The ancient Iraqi town of Tel Afar destroyed in a punitive operation.

© IWM (Q 24373)
9 June 1920
Following an attack by insurgents in the Iraqi town of Tel Afar on 3 and 4 June 1920, in which the local British political officer, twenty six year old Major J. E. Barlow, along with fifteen other officers and soldiers were overpowered and killed, a punitive column had been dispatched from Mosul forty miles away. As the force of 500 infantry and 150 cavalry advanced along the Tigris River valley, they burned crops wherever they found them, regardless of whether the owners were Arab or Turkomen.1
The local population was suspected of sympathising with rebels who were attempting to end British rule. It was therefore decided to punish them all and the inhabitants of Tel Afar in particular. When the troops arrived in the town on the 9 June, they knocked on every door, smashing their way into homes where they suspected residents were still hiding, and forcing the few elderly men, women and children who had not already fled to abandon their homes and find shelter in the desert. These harsh measures were fully justified in the view of Lieutenant Colonel Arnold Wilson, Britain’s civil commissioner in Baghdad, who explained in a report published a few days later, that ‘the inhabitants of the town appear to have connived at the outrage (the initial attack on British troops) though evidence is lacking.’2
This absence of evidence mattered little to officials as punishment was about deterrence rather than justice. Even Gertrude Bell, already acclaimed for her travel writing and one of the few senior officials at Baghdad who thought Iraqi Arabs should be allowed a degree of self determination, was fully supportive of the proposed reprisal operation. She informed her father by letter that ‘the inhabitants of Tel Afar are going to be turned out… and every house is to be destroyed. Nor shall we allow the town to be rebuilt. I fully agree with the decision.’3
Nor was the historic importance of the town, which is mentioned in the Bible, considered any impediment. British troops inflicted ‘as much damage as possible to the houses,’ and also to the crops surrounding the town, although the administration’s own report of the operation noted that, unlike earlier along the Tigris Valley, it was not possible to burn them as ‘they were not yet mature.’4 Despite this disappointment, Lieutenant General Sir Aylmer Haldane, commanding British forces in Iraq, thought that the news of British punitive measures had the ‘immediate effect of cooling the ardour of the disaffected inhabitants of Mosul.’5 The Times, however, was more circumspect, concluding that the rebellion was evidence that ‘the more turbulent Arab tribesmen are not prepared to welcome British domination.’6
FOOTNOTES
- Ian Rutledge, Enemy on the Euphrates: The Battle for Iraq, 1914 – 1921, Saqi Books, London, 2015, pp. 229 – 232.

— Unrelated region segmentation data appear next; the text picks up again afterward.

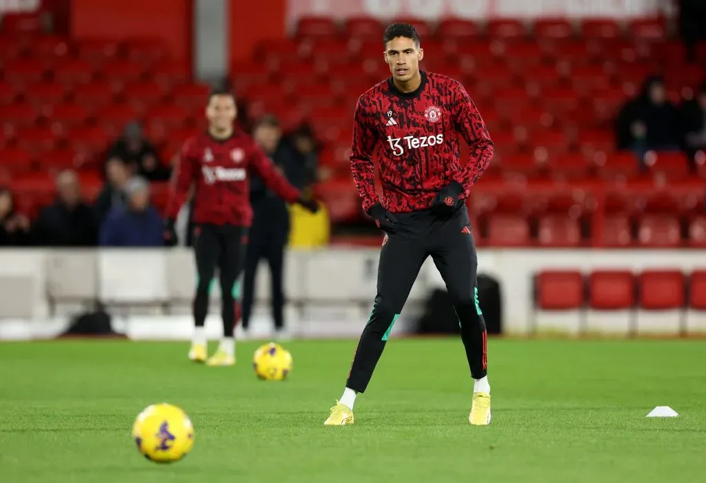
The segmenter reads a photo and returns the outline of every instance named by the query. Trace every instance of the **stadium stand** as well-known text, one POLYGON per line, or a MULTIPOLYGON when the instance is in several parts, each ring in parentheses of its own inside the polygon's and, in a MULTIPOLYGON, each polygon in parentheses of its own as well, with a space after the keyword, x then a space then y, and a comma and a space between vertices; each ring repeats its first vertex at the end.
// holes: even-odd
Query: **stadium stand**
MULTIPOLYGON (((672 101, 693 97, 706 51, 684 63, 660 20, 412 20, 424 67, 464 82, 496 143, 468 200, 479 245, 706 244, 706 156, 650 152, 641 169, 632 152, 615 149, 613 133, 617 110, 650 73, 664 75, 672 101)), ((28 212, 51 197, 59 169, 78 169, 95 193, 104 150, 129 121, 143 121, 166 160, 198 128, 208 86, 158 42, 77 42, 32 22, 6 20, 0 30, 0 183, 28 212)), ((371 18, 302 18, 291 38, 263 42, 251 61, 231 66, 251 118, 269 112, 285 128, 313 126, 333 173, 316 191, 335 226, 365 220, 347 157, 356 101, 389 73, 383 27, 371 18)))

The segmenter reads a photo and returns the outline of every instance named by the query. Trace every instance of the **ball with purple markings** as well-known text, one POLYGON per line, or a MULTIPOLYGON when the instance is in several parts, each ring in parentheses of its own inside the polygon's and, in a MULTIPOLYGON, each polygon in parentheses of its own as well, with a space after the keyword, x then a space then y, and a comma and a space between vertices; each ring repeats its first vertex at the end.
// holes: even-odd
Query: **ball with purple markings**
POLYGON ((283 381, 292 372, 292 353, 270 342, 258 348, 253 357, 255 375, 262 381, 283 381))

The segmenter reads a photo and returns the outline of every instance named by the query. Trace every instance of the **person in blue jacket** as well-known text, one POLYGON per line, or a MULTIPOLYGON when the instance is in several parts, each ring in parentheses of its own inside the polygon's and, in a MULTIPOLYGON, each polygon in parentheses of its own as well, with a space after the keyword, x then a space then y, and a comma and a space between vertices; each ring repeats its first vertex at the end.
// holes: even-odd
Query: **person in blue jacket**
POLYGON ((164 222, 150 203, 150 184, 144 178, 131 178, 125 186, 128 203, 112 210, 100 228, 103 247, 164 246, 164 222))

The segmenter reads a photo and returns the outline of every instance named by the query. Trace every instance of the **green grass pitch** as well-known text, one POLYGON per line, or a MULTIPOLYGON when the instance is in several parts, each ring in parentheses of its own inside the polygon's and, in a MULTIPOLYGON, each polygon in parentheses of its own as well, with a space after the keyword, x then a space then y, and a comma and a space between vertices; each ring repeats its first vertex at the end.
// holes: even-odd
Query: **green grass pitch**
POLYGON ((355 341, 298 341, 291 379, 258 381, 184 343, 0 344, 0 480, 8 483, 701 481, 706 341, 489 341, 493 422, 468 424, 472 386, 457 339, 391 339, 356 424, 324 427, 355 341), (145 406, 196 427, 173 465, 131 439, 145 406), (678 418, 645 415, 669 405, 678 418))

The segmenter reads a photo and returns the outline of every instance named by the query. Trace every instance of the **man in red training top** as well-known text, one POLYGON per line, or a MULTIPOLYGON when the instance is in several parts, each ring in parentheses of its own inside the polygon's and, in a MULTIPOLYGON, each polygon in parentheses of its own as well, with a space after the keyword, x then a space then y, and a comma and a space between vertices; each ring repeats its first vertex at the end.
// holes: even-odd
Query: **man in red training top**
POLYGON ((392 77, 358 100, 351 169, 363 207, 384 232, 378 293, 356 350, 345 389, 326 425, 354 422, 395 321, 431 256, 446 283, 474 380, 469 422, 490 422, 485 321, 478 305, 478 265, 464 200, 493 157, 493 142, 463 85, 419 71, 424 51, 414 27, 393 23, 383 38, 392 77), (460 162, 458 137, 470 147, 460 162), (378 161, 382 200, 375 191, 378 161))
POLYGON ((237 281, 243 269, 248 228, 253 217, 249 173, 255 171, 268 188, 289 203, 311 212, 317 203, 304 200, 299 190, 280 174, 250 136, 234 128, 235 99, 227 91, 211 93, 206 106, 208 130, 188 140, 181 149, 167 205, 165 238, 173 244, 174 223, 187 192, 194 185, 192 219, 198 279, 193 300, 196 328, 189 357, 208 365, 235 363, 234 331, 240 318, 237 281), (223 338, 217 351, 206 361, 204 322, 216 266, 222 300, 223 338))

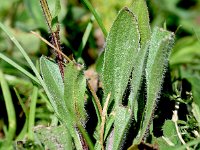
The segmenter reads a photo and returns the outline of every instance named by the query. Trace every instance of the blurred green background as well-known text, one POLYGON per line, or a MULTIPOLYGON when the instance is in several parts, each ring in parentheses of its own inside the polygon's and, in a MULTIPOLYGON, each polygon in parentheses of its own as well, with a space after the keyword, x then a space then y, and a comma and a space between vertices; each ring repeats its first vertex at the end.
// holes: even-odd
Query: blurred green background
MULTIPOLYGON (((54 11, 55 1, 48 0, 48 3, 51 11, 54 11)), ((109 31, 118 11, 124 6, 129 7, 131 0, 91 0, 91 3, 109 31)), ((200 106, 200 0, 147 0, 147 4, 152 28, 160 26, 176 34, 175 46, 170 58, 172 82, 185 79, 188 85, 186 90, 192 91, 194 101, 200 106)), ((76 55, 91 17, 92 14, 81 1, 61 0, 59 22, 63 52, 68 56, 73 55, 77 61, 84 62, 86 69, 94 68, 105 45, 105 37, 94 21, 81 57, 76 55)), ((41 55, 52 56, 50 48, 30 33, 33 30, 48 41, 51 39, 39 0, 1 0, 0 21, 10 29, 36 64, 41 55)), ((0 30, 0 53, 32 72, 23 56, 2 30, 0 30)), ((33 84, 29 78, 1 59, 0 70, 9 83, 16 111, 16 137, 18 137, 25 123, 25 114, 16 93, 29 109, 33 84)), ((51 122, 52 110, 48 105, 46 96, 40 90, 35 125, 48 125, 51 122)), ((7 124, 5 102, 0 90, 0 139, 5 137, 7 124)))

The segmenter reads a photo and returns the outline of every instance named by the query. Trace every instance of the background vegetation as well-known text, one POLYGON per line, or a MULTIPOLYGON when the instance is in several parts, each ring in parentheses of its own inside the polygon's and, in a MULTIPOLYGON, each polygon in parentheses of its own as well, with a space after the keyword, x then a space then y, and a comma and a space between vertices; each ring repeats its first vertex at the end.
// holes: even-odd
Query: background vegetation
MULTIPOLYGON (((128 0, 92 0, 91 2, 99 12, 107 31, 118 11, 124 6, 130 6, 128 0)), ((48 3, 53 11, 55 1, 48 0, 48 3)), ((183 140, 188 143, 200 137, 200 0, 148 0, 147 4, 152 27, 165 27, 176 34, 169 71, 163 86, 167 92, 161 96, 156 116, 154 116, 154 136, 163 135, 164 120, 172 118, 172 111, 177 106, 179 107, 179 130, 183 140)), ((105 45, 104 34, 91 12, 78 0, 61 0, 61 12, 58 19, 61 25, 63 52, 69 57, 73 55, 77 62, 85 64, 86 75, 94 79, 92 83, 95 85, 97 78, 95 62, 105 45), (86 29, 85 36, 88 35, 88 39, 85 43, 82 37, 86 29), (84 43, 86 45, 83 47, 84 43)), ((34 30, 48 41, 51 39, 39 0, 2 1, 0 21, 14 34, 35 64, 38 63, 41 55, 55 57, 49 50, 49 46, 30 33, 34 30)), ((0 55, 1 53, 32 73, 21 53, 3 30, 0 30, 0 55)), ((28 133, 24 131, 27 122, 33 121, 28 129, 37 128, 38 125, 49 126, 57 122, 43 89, 35 88, 30 78, 2 59, 0 59, 0 80, 2 84, 0 148, 5 144, 5 138, 13 141, 22 141, 24 137, 28 137, 29 140, 34 139, 31 131, 28 133), (5 84, 8 84, 9 90, 3 88, 6 87, 3 86, 5 84), (6 93, 4 91, 10 91, 10 93, 3 95, 6 93), (34 99, 35 103, 31 101, 34 99), (12 118, 8 117, 8 112, 12 118), (8 130, 8 126, 12 130, 8 130)), ((98 92, 101 95, 101 91, 98 92)), ((88 114, 94 111, 90 107, 87 109, 88 114)), ((88 124, 92 124, 93 121, 95 120, 89 119, 88 124)), ((88 126, 91 132, 92 127, 94 128, 95 125, 91 125, 91 128, 88 126)), ((31 142, 27 145, 18 142, 16 145, 29 148, 37 146, 31 142)), ((193 149, 199 148, 198 142, 194 144, 193 149)))

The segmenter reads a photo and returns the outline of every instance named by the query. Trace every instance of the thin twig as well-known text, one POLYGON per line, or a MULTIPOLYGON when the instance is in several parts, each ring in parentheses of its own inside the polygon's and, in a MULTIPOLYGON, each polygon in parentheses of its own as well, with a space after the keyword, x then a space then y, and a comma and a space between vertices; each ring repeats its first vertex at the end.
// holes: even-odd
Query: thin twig
MULTIPOLYGON (((175 128, 176 128, 176 132, 177 132, 178 138, 180 139, 181 143, 186 146, 186 143, 183 140, 183 138, 181 136, 181 133, 179 132, 179 128, 178 128, 178 124, 177 124, 177 121, 178 121, 178 112, 177 112, 177 110, 173 111, 172 121, 175 124, 175 128)), ((186 149, 190 150, 190 148, 188 146, 186 146, 186 149)))
POLYGON ((46 39, 44 39, 43 37, 41 37, 38 33, 31 31, 32 34, 34 34, 35 36, 37 36, 38 38, 40 38, 44 43, 46 43, 47 45, 49 45, 51 48, 53 48, 56 52, 58 52, 59 54, 61 54, 67 61, 71 62, 72 60, 67 57, 62 51, 60 51, 58 48, 56 48, 55 46, 53 46, 49 41, 47 41, 46 39))

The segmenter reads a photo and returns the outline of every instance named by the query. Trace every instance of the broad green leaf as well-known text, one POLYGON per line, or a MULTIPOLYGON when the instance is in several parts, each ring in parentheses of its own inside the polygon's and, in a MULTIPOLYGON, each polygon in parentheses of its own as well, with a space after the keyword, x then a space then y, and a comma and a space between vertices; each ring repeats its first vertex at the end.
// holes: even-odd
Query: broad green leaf
POLYGON ((52 97, 51 105, 56 114, 63 120, 67 108, 64 103, 64 83, 58 65, 42 56, 40 58, 40 70, 43 80, 52 97))
POLYGON ((143 45, 142 48, 137 53, 137 57, 135 58, 135 63, 132 71, 131 78, 131 93, 129 95, 129 105, 134 112, 134 118, 137 120, 137 110, 139 108, 139 103, 141 103, 141 99, 139 99, 139 95, 141 93, 141 84, 144 79, 145 67, 147 62, 149 44, 143 45))
POLYGON ((119 105, 128 84, 139 49, 139 31, 135 16, 128 8, 118 14, 107 37, 102 71, 105 95, 119 105))
POLYGON ((173 42, 173 33, 157 27, 153 30, 146 66, 147 102, 144 122, 134 143, 142 141, 152 121, 173 42))
POLYGON ((151 37, 149 12, 145 0, 133 0, 131 11, 136 16, 140 31, 140 44, 144 45, 151 37))
POLYGON ((123 146, 124 137, 130 127, 132 111, 128 107, 119 106, 116 110, 114 123, 114 143, 112 149, 120 149, 123 146))
POLYGON ((73 62, 65 67, 64 86, 64 100, 74 123, 76 121, 83 123, 86 119, 84 108, 86 79, 80 66, 73 62))
POLYGON ((72 138, 67 129, 62 126, 56 127, 36 127, 35 134, 45 149, 58 150, 68 149, 73 150, 72 138))

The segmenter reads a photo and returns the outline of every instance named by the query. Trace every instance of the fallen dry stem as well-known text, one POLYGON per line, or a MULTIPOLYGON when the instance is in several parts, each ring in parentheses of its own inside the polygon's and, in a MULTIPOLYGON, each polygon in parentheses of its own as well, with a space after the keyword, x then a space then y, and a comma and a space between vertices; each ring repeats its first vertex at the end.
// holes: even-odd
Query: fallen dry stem
POLYGON ((46 39, 44 39, 43 37, 41 37, 38 33, 31 31, 32 34, 34 34, 35 36, 37 36, 38 38, 40 38, 44 43, 46 43, 47 45, 49 45, 51 48, 53 48, 56 52, 58 52, 59 54, 61 54, 67 61, 71 62, 72 60, 67 57, 62 51, 60 51, 58 48, 56 48, 55 46, 53 46, 49 41, 47 41, 46 39))

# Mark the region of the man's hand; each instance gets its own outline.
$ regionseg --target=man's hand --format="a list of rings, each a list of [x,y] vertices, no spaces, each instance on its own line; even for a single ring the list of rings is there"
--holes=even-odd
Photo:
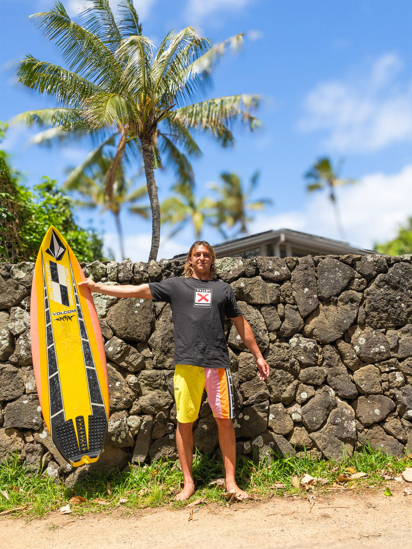
[[[139,286],[132,284],[97,284],[91,278],[87,278],[82,282],[78,282],[78,286],[88,286],[91,292],[104,295],[111,295],[114,298],[143,298],[144,299],[153,299],[148,284],[141,284]]]
[[[94,280],[92,280],[91,278],[86,278],[86,280],[82,281],[81,282],[77,283],[78,286],[88,286],[90,288],[91,292],[93,292],[93,288],[96,287],[97,284],[94,282]]]
[[[259,356],[256,358],[256,364],[257,365],[257,367],[259,368],[259,371],[257,373],[257,377],[261,381],[263,381],[264,379],[267,379],[269,377],[269,374],[270,374],[270,371],[269,368],[269,365],[263,356]]]

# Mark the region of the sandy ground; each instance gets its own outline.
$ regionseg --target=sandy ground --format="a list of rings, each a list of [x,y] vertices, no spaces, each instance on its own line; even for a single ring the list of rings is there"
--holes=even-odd
[[[412,495],[404,494],[405,484],[388,485],[393,497],[370,489],[223,506],[119,507],[81,517],[57,512],[30,522],[2,517],[0,547],[411,549]]]

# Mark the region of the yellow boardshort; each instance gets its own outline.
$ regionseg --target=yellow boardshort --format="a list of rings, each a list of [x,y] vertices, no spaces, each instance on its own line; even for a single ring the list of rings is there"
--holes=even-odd
[[[215,417],[232,419],[235,417],[229,368],[177,364],[173,384],[177,421],[180,423],[191,423],[197,419],[204,389]]]

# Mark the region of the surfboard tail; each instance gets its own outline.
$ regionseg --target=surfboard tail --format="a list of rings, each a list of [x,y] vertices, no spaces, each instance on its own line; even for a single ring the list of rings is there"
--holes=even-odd
[[[87,422],[86,426],[86,422]],[[86,436],[88,430],[88,440]],[[53,441],[66,461],[74,467],[97,461],[103,447],[108,430],[105,416],[78,416],[54,427]],[[77,436],[76,436],[77,434]]]

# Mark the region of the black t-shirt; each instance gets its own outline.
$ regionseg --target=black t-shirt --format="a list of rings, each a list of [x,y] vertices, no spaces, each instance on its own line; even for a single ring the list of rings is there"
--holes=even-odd
[[[229,368],[224,318],[242,314],[232,287],[220,280],[166,278],[149,284],[153,299],[170,303],[174,364]]]

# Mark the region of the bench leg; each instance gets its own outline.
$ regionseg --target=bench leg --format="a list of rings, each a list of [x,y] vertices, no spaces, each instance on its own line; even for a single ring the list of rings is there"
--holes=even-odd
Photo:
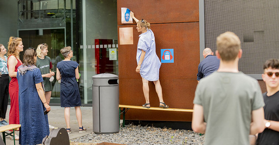
[[[125,110],[125,108],[123,108],[124,110]],[[123,112],[123,122],[122,123],[122,127],[125,127],[125,114],[126,113],[126,111],[124,111]]]
[[[126,114],[126,112],[128,111],[130,108],[123,108],[123,110],[121,110],[121,108],[119,108],[119,121],[120,123],[120,115],[121,114],[123,113],[123,122],[122,123],[122,127],[125,127],[125,114]]]

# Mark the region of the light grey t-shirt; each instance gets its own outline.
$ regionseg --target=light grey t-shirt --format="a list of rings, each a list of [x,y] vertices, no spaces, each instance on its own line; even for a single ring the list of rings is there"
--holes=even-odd
[[[256,80],[243,72],[215,72],[200,81],[194,104],[203,106],[204,145],[250,145],[252,111],[264,106]]]

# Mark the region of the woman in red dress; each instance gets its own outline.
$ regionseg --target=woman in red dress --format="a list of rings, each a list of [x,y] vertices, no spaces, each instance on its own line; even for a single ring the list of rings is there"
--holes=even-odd
[[[10,37],[8,46],[8,71],[12,80],[9,85],[11,98],[11,109],[9,115],[10,124],[20,124],[19,111],[19,84],[17,79],[18,68],[23,64],[20,60],[20,52],[23,51],[22,40],[19,37]],[[18,140],[17,135],[16,139]]]

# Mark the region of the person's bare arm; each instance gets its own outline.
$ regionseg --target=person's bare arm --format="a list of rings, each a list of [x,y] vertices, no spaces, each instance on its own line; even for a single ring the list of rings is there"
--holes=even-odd
[[[75,73],[75,78],[76,78],[77,79],[79,79],[79,73],[78,72],[78,67],[77,67],[76,68],[76,69],[75,69],[75,70],[74,70],[74,72]]]
[[[40,97],[41,100],[44,103],[44,106],[45,106],[46,109],[46,111],[48,112],[50,111],[50,106],[49,106],[49,105],[48,105],[46,103],[46,99],[45,96],[44,89],[42,86],[42,83],[36,84],[36,88],[37,89],[37,92],[38,92],[38,94],[39,94],[39,97]]]
[[[60,72],[58,68],[56,68],[56,79],[60,80],[61,79],[61,75],[60,75]]]
[[[192,118],[192,129],[196,132],[204,134],[206,133],[207,123],[204,118],[204,108],[202,106],[194,104],[194,112]]]
[[[263,108],[252,111],[252,122],[250,124],[250,134],[255,135],[264,130]]]
[[[10,56],[8,60],[8,71],[9,72],[9,76],[10,77],[17,77],[17,72],[15,72],[16,66],[18,63],[17,58],[13,55]]]
[[[141,49],[141,54],[140,54],[140,61],[139,61],[139,64],[137,68],[136,68],[136,72],[138,73],[140,73],[140,65],[143,61],[144,59],[144,56],[145,56],[145,51]]]
[[[134,14],[133,12],[132,12],[132,11],[130,11],[130,16],[131,16],[132,18],[133,18],[133,19],[134,19],[134,20],[136,21],[136,23],[138,23],[138,22],[139,22],[139,20],[138,20],[138,19],[135,17],[135,15]]]

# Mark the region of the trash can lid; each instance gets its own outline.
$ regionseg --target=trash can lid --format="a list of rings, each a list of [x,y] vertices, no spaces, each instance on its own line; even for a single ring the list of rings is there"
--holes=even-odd
[[[112,73],[104,73],[96,74],[92,76],[92,78],[118,78],[118,75]]]

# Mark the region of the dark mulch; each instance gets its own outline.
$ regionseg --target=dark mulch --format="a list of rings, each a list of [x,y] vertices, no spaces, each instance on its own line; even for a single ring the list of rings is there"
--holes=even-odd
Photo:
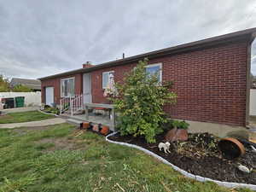
[[[189,134],[184,143],[176,142],[170,147],[171,154],[166,154],[158,148],[164,141],[165,133],[156,138],[156,143],[149,144],[142,137],[117,134],[109,139],[141,146],[163,157],[172,164],[195,175],[219,181],[256,184],[256,171],[249,174],[237,169],[239,164],[256,170],[256,153],[247,148],[247,153],[239,159],[229,160],[218,150],[218,138],[208,133]]]

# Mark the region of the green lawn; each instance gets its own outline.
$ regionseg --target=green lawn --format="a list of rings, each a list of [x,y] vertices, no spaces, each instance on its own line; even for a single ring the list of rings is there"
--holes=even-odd
[[[3,116],[0,116],[0,124],[22,123],[35,120],[44,120],[55,118],[50,114],[44,114],[38,111],[10,113]]]
[[[236,191],[185,178],[144,153],[68,124],[0,130],[0,191]],[[240,189],[238,191],[249,191]]]

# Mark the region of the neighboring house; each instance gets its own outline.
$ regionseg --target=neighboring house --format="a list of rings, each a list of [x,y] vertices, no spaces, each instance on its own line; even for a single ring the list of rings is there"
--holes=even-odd
[[[42,102],[59,104],[62,97],[84,94],[86,102],[105,103],[108,75],[122,82],[126,72],[148,57],[148,72],[160,70],[160,81],[174,82],[177,102],[164,108],[172,118],[245,126],[255,33],[256,28],[247,29],[41,78]]]
[[[38,79],[13,78],[10,82],[10,86],[15,87],[18,84],[26,85],[33,91],[41,91],[41,81]]]

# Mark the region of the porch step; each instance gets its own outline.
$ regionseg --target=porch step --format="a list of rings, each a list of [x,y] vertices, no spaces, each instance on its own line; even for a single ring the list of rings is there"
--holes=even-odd
[[[79,125],[81,123],[83,123],[83,121],[81,121],[81,120],[77,120],[77,119],[67,119],[67,121],[68,122],[68,123],[71,123],[71,124],[75,124],[75,125]]]

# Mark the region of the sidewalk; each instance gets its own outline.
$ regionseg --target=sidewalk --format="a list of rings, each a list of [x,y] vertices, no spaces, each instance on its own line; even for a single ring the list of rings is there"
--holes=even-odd
[[[28,108],[6,108],[2,110],[4,113],[15,113],[15,112],[26,112],[26,111],[37,111],[40,107],[28,107]]]
[[[14,124],[0,124],[0,129],[13,129],[16,127],[32,127],[32,126],[46,126],[55,124],[66,123],[66,119],[62,118],[54,118],[45,120],[30,121],[25,123],[14,123]]]

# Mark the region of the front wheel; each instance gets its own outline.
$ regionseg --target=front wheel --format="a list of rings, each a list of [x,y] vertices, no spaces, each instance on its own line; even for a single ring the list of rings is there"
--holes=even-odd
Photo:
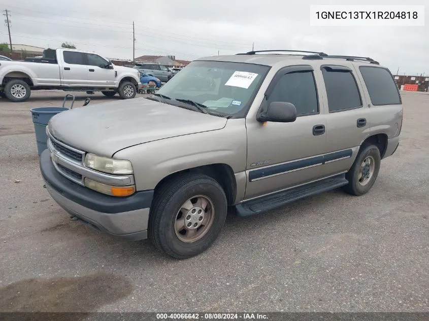
[[[30,86],[23,80],[15,79],[6,84],[4,89],[5,95],[14,102],[25,101],[30,97]]]
[[[378,148],[373,145],[364,145],[350,170],[346,174],[348,184],[344,190],[353,195],[359,196],[367,193],[375,183],[381,157]]]
[[[106,97],[113,97],[116,94],[116,91],[102,91],[102,93]]]
[[[226,197],[216,181],[203,174],[180,175],[156,192],[149,236],[170,256],[190,258],[214,242],[226,213]]]
[[[123,99],[129,99],[136,97],[137,90],[130,81],[124,81],[119,85],[119,96]]]

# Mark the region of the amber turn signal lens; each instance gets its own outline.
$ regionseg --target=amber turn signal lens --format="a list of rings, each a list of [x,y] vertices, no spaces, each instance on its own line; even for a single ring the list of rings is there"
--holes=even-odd
[[[134,187],[112,187],[110,189],[114,196],[128,196],[134,194],[136,191]]]
[[[92,190],[112,196],[128,196],[136,192],[136,186],[112,186],[100,182],[85,179],[85,186]]]

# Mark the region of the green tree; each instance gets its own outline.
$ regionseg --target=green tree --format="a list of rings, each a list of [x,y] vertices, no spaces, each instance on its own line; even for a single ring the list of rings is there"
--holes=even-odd
[[[61,47],[63,48],[69,48],[69,49],[76,49],[76,46],[75,46],[73,44],[69,43],[68,42],[62,43],[62,44],[61,44]]]
[[[9,48],[9,45],[6,43],[0,44],[0,51],[4,51],[6,52],[10,52],[11,49]]]

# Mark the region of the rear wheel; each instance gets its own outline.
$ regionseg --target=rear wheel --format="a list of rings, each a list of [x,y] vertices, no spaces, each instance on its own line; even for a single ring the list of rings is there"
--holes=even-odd
[[[362,145],[353,166],[346,174],[349,184],[344,186],[344,190],[356,196],[367,193],[377,180],[381,164],[378,148],[372,144]]]
[[[137,90],[136,86],[130,81],[124,81],[119,85],[119,96],[123,99],[129,99],[136,97]]]
[[[30,97],[30,86],[23,80],[14,79],[6,84],[4,89],[5,95],[14,102],[25,101]]]
[[[102,91],[102,93],[106,97],[113,97],[116,94],[116,91]]]
[[[170,256],[190,258],[213,244],[226,213],[226,197],[217,182],[206,175],[180,175],[156,191],[149,218],[149,237]]]

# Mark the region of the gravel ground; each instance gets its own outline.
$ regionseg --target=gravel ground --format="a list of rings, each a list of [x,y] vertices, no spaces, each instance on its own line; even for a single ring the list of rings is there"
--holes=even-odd
[[[429,94],[402,93],[401,145],[368,194],[229,215],[177,261],[70,221],[42,188],[28,110],[65,93],[0,98],[0,311],[429,312]]]

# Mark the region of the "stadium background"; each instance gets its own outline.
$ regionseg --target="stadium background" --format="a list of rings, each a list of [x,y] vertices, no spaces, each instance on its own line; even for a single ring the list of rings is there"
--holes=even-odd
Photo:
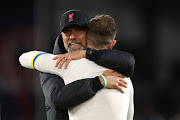
[[[26,51],[52,52],[61,15],[109,14],[115,48],[136,59],[134,120],[180,120],[180,7],[161,0],[18,0],[0,4],[0,120],[45,120],[38,72],[22,68]]]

- Report from the civil commissioner at Baghdad cited in ‘Mespot Battle,’ The Daily Herald, 12 June 1920, p. 3 and ‘Arab Treachery in Asia Minor,’ The Aberdeen Press and Journal, 12 June 1920, p. 5.
- Gertrude Bell cited in Ian Rutledge, op. cit., p. 232.
- Supplement to the London Gazette, 5 July 1921, p. 5327 accessed at the National Archives, Air 5/1253.
- Sir Aylmer Haldane, The Insurrection in Mesopotamia, 1920, Blackwood and sons, Edinburgh and London, 1922, p. 43.
- ‘More Trouble in Mesopotamia,’ The Times, 12 June 1920, p. 17.